Brasil arrisca viver nova ‘década perdida’

Raul Mariano - Hoje em Dia
04/10/2015 às 07:58.
Atualizado em 17/11/2021 às 01:56
 (Lucas Prates/Hoje em Dia)

(Lucas Prates/Hoje em Dia)

O histórico de desaceleração da economia brasileira nos últimos cinco anos já é apontado por economistas como um indicativo de que podemos estar vivendo mais uma ‘década perdida’, como convencionou-se chamar os anos 80. Com a repetição da combinação de baixo crescimento e intensos conflitos políticos, as comparações da crise atual com as dos 80 e 90 são inevitáveis.

O crescimento do Produto Interno Bruto, que no primeiro ano desta década foi de 7,5%, despencou para 0,1% em 2014 e fechará negativo neste ano. E a taxa Selic (o juro básico da economia), que atingiu o piso histórico de 7,25% ao ano em 2012, hoje está em 14,25%, o que inibe consumo e investimentos, retirando capacidade de reação da economia. E apesar dos juros, a inflação ainda se mostra inflexível, tendo fechado agosto último em 9,5%, contra os 5,9% registrados em 2010.

Sem a expectativa de mudanças de cenário para o próximo ano, a crise é agravada pela incapacidade de articulação política do governo que, a duras penas, tenta aprovar no Congresso um projeto de ajuste fiscal para equacionar contas públicas. Para o economista Flávio Constantino Barbosa, professor da PUC Minas, o país chegará a 2017 com um crescimento pouco expressivo. Ou seja, já se terá ‘perdido’ mais da metade da década.

“A história nos mostra que quando se chega a esse ponto é porque o modelo de desenvolvimento adotado fracassou. O ex-presidente Fernando Collor caiu devido a uma combinação de crise política com economia muito ruim. Será necessário um caminho diferente deste que ficou esgotado nos últimos 15 anos”, explica.

Atenuantes

As maiores diferenças entre as crises das décadas de 80 e 90 e o momento atual estão ligadas à segurança oferecida pelo Brasil aos credores internacionais. Hoje, o país possui uma reserva de mais de US$ 370 bilhões, o que garante a capacidade de honrar os pagamentos externos. Na década de 1980, a inexistência de reservas da moeda americana foi o que tirou credibilidade e capacidade de financiamento do país para ultrapassar a crise. O Brasil, à época, ficou impossibilitado de pagar os compromissos externos que já possuía desde a década de 1970.

Na avaliação do vice-presidente do Conselho Regional de Economia de Minas Gerais (Corecon-MG), Pedro Paulo Pettersen, o componente político é o grande diferencial da crise vivida pelo país atualmente.
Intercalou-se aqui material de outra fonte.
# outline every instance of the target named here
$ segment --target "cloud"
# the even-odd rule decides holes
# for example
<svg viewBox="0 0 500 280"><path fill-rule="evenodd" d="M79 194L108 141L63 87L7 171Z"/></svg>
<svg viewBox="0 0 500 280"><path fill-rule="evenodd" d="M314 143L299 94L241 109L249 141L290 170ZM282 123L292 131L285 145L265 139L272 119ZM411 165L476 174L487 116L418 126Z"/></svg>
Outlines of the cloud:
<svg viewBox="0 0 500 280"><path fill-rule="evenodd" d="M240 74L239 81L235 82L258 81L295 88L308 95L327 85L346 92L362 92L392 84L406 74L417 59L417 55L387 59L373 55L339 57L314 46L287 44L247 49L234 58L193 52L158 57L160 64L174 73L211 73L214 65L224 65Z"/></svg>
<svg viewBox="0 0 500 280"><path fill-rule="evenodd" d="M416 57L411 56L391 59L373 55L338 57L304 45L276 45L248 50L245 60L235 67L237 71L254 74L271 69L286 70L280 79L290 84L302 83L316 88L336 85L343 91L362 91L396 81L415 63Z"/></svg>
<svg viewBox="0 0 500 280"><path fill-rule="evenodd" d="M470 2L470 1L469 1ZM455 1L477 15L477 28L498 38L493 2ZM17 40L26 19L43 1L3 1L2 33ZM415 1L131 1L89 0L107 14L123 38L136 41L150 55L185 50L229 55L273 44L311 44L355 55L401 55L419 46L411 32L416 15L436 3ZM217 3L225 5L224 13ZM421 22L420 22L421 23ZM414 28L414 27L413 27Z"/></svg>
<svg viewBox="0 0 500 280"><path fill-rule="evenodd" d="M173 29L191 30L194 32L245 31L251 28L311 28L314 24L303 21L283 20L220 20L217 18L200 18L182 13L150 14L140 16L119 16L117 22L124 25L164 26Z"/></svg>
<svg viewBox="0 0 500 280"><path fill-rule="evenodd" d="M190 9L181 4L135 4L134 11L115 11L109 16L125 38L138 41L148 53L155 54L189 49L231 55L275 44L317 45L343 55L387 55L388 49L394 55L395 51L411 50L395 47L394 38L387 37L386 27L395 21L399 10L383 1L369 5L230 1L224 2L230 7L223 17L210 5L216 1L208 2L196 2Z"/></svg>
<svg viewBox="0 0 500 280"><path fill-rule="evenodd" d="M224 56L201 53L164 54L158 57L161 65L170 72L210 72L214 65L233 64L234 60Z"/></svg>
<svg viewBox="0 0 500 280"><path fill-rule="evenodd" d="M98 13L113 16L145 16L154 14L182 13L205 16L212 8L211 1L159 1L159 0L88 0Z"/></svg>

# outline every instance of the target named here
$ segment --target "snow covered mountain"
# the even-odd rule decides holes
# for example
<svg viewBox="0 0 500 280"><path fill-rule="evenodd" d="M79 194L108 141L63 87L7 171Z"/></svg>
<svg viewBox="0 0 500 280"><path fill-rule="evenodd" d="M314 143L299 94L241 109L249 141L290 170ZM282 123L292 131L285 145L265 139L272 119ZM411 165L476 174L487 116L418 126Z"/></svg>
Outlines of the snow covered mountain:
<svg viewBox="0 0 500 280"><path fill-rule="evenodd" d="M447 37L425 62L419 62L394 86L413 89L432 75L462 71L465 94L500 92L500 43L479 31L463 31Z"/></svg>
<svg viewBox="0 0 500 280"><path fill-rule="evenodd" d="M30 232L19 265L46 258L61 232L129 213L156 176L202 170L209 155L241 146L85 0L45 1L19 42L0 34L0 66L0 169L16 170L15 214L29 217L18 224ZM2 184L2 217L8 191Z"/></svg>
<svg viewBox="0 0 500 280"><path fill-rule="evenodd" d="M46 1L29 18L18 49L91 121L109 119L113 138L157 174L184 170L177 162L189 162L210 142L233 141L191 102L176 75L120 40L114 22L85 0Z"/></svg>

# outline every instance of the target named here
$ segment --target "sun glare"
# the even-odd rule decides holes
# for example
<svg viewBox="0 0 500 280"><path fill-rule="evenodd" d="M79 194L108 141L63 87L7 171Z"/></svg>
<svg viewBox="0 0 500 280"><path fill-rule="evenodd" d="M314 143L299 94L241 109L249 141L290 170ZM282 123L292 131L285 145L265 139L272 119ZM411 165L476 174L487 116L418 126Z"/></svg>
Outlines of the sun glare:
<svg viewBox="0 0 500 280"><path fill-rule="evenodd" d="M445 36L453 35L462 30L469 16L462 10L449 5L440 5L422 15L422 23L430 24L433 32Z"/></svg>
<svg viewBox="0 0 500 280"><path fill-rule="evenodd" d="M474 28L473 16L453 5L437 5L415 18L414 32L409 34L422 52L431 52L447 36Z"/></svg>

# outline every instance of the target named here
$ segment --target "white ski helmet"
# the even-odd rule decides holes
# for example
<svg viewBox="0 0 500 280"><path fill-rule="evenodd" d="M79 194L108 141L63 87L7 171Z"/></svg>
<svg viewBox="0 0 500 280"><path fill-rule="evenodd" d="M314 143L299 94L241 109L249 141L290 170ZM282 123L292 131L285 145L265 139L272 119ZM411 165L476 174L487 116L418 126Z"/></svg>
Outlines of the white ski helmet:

Ele explica que as previsões de variação negativa não existiam até dezembro de 2014 e só surgiram com o agravamento das relações entre o Executivo federal e o Congresso. “Chegamos ao final de 2014 com pleno emprego. A renda também era estável. Se a década será ou não perdida, vai depender diretamente da situação política”, analisa.

Endividamento em dólar tira capacidade de reação da economia

As mudanças no cenário econômico internacional também ajudam a aprofundar a crise brasileira. Com a disparada do dólar, que chegou a atingir cotação de R$ 4,20 na última semana, parte da dívida de governos e das empresas também aumenta. Apenas em Minas, a dívida indexada ao câmbio saltou de R$ 15,94 bilhões para R$ 21,6 bilhões entre dezembro de 2014 e agosto de 2015. Um crescimento de 35,47%, segundo dados da Secretaria de Estado da Fazenda.

“Existe, também, um endividamento elevadíssimo das empresas. As consequências acabam sendo demissões em um quadro que já é extremamente recessivo”, explica a professora de Economia da Fundação Getúlio Vargas (FGV/IBS), Virene Roxo Matesco. No entanto, ela ressalta que o país já passou por momentos muito mais difíceis no passado e conseguiu se recuperar. “No início da década de 1980, o PIB chegou a cair 4,35%, resultado bem mais expressivo do que o 1% projetado para 2016”, explica.

Com o anúncio de cortes de oito ministérios, 30 secretarias, três mil cargos comissionados e a redução de 10% dos salários dos ministros anunciados pela presidente Dilma Rousseff nesta semana, a expectativa dos especialistas é que o mercado comece a reagir positivamente às iniciativas do governo.